Banding can happen and that means not enough ink is coming out. To fix that, you can change your dot size. There are a lot of fixes in the machine’s software that people don’t know about.

I have a graphic design and print background. I used to work at Business Cards Tomorrow. I worked in the art department doing color separations. I also worked for a color separator in Miami doing work for magazines. So I have learned a lot about colors.

Until you really learn the machine and know what you are doing, it’s possible you are going to have problems every day. Our production artist is a perfectionist, and I have to remind her that our goal is to meet a certain level of acceptability. Not every shirt will be identical all the time. That’s one of the factors that make DTG unique.

Pricing DTG printed shirts is going to be different than pricing any other type of decorated apparel. While the cost of screen printing and embroidery goes down the more shirts you do, this is not the case with DTG.

Typically, I will charge $30 for a single shirt and that’s profitable. My minimum to screen print is 24 pieces. So you’d think that any order under 24 pieces would automatically be DTG. But there are other factors involved.

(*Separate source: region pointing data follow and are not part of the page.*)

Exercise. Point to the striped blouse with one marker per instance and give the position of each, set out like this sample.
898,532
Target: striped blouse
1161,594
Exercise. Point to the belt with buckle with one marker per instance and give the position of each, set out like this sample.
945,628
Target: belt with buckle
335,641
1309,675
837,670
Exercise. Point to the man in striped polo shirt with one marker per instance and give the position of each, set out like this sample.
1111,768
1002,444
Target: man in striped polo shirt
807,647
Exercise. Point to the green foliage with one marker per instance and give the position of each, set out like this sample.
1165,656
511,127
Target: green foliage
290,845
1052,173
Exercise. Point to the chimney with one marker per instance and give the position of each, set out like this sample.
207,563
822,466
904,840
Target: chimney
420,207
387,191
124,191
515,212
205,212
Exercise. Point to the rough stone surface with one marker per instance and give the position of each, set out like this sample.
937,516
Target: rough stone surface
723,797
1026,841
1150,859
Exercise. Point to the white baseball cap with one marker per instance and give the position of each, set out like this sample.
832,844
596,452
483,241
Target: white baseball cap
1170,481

For example, if the shirts are going to be used for construction or HVAC or landscapers, most of the time, I will screen print those jobs even if they don’t need 24 pieces. Those shirts get really dirty and are washed after one wear. Screen printing holds up better to that kind of constant laundering.

These are just a few of the types of things you should be aware of when getting started in DTG. Be patient and give yourself plenty of time to learn all the ins and outs of the machine before you start taking orders. Over time, you’ll continue to improve until you master the process, much the same as with any other decorating processes you may already do.